Había salido de casa muy temprano, y antes de hacerlo, me di cuenta que el teléfono estaba por descargarse. Le quedaba uno por ciento de batería. Me preocupé, aunque no tanto, debido a que, en teoría, no iba a estar ocupado mucho tiempo. Decidí dejarlo conectado para recuperar la carga de la pila. Y salí a la calle muy confiado.
Pero la estancia fuera de casa se alargó. Ya se sabe que las citas se retrasan, el tráfico vehicular es lento, llueve y las calles de la ciudad se vuelven un caos. Y fue ahí, donde creció, de manera insospechada, algo parecido al desasosiego extremo, y a lo que, por ahora llamaré, con la amargura de quien, inventa o descubre, lo inesperado (Fleming, Percy Spencer): Síndrome de Abstinencia Celularuna (SAC).
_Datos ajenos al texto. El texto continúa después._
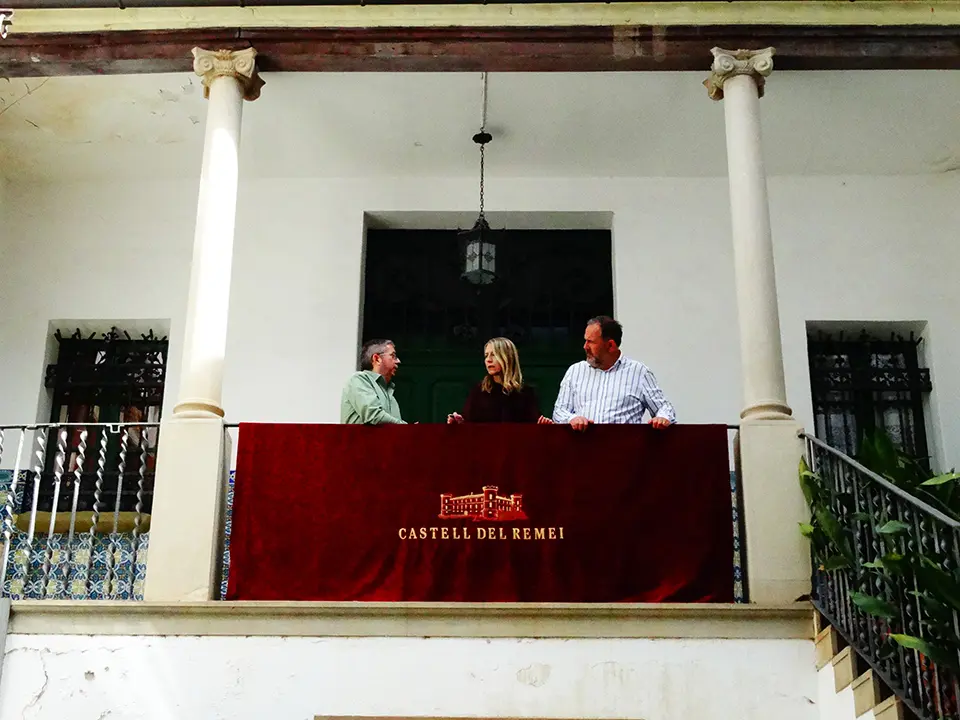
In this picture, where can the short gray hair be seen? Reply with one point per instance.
(371, 348)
Si de por sí, desde el momento en que lo dejé, sentí que algo me hacía falta y, como ya dije, distorsionaba la realidad, al alargarse mi ausencia de casa, por un azar siempre caprichoso, dio lugar -ya no le demos más vueltas- a las nunca bienamadas, crisis de ansiedad. Y ¿que tal si alguien lo abre? Quien mejor nos conoce, es nuestro teléfono celular. Ahí dejamos nuestras huellas: lo que nos gusta, lo que no; nuestras preferencias, obsesiones; un artista, un arte en especial. La inclinación política, el nivel de buen humor, el grado de narcisismo. Es una extensión de nuestro cerebro -exo-cerebro: prótesis cultural que cubre funciones del cerebro humano (R. Bartra)- y nos hace ser, recopilando nuestros datos, que nosotros mismos proporcionamos, la mejor mercancía para el capitalismo voraz.
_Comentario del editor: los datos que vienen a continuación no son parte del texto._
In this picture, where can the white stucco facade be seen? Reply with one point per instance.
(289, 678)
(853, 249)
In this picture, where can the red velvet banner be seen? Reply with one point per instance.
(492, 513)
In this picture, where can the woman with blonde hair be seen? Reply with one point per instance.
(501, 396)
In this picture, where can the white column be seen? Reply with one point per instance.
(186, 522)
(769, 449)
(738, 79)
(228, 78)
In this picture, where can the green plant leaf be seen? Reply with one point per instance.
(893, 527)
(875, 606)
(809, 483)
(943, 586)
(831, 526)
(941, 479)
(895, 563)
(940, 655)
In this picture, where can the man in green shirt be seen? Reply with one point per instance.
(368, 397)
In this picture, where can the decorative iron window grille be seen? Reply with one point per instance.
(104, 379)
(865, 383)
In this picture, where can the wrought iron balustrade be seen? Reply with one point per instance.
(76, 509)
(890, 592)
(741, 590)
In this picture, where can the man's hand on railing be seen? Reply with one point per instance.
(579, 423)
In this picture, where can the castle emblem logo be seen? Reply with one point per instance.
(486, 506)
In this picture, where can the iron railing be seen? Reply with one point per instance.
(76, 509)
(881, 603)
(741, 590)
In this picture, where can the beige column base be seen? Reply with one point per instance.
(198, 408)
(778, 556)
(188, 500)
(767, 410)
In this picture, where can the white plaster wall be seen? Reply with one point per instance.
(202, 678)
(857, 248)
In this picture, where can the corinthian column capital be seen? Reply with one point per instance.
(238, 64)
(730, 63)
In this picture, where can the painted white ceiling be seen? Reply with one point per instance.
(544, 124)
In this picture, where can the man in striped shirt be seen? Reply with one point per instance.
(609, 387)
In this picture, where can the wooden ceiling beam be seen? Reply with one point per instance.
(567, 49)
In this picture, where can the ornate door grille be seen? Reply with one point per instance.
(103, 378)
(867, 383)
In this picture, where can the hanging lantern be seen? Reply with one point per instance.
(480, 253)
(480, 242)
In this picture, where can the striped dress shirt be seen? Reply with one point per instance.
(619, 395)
Volvió, pero con mayor intensidad, la sensación de que algo me faltaba. Por ejemplo, no sabía qué hora era; no tenía a mano los sitios a los que me faltaba ir, anotados en alguna agenda, en un papel, e ignoraba si mis amigos habían recibido mis saludos matutinos. Y aunque en los sitios a donde fui, siempre hubo mucha gente, yo me percibía como alguien que andaba solo en medio del desierto.
Se recrudeció la crisis del SAC. De pronto percibí que todas las personas lo sabían, que me miraban raro y, que en voz baja decían: ‘ahí va el sin-cel’. Minutos después -ay olvido, ay olvido- cuando por inercia, lo busqué en la bolsa del pantalón, al no encontrarlo pensé que lo que me hacía falta era una parte del cuerpo: mi mano, mi antebrazo. Por tu bien, no te desquicies, no te desquicies, me repetí cuatro veces. Respiré hondo, y al mismo tiempo, pasó por mi mente el viejo refrán de mi abuelo Mateo: sé que tengo cabeza, nomás porque me tiento la bola.
Después, ya muy entrada la tarde, como quien cruza un desierto de silencio, volví a casa. Lo hice conduciendo el Marchito rojo de manera imprudente. Rebasé a todos los autos que se me ponían adelante. Los rojos de los semáforos me parecían eternos; los verdes, instantáneos. Hasta que por fin llegué. Fui directo a mi habitación. Y ahí estaba, el iPhone 16, vivo, renacido, y con la batería recargada al cien por ciento. Lo miré tres segundos antes de tomarlo. Ya con él en las manos, y con una paz que hacía mucho tiempo no sentía, murmuré, con los ojos cerrados, ¡de verdad, de veras, juro que no te vuelvo a abandonar!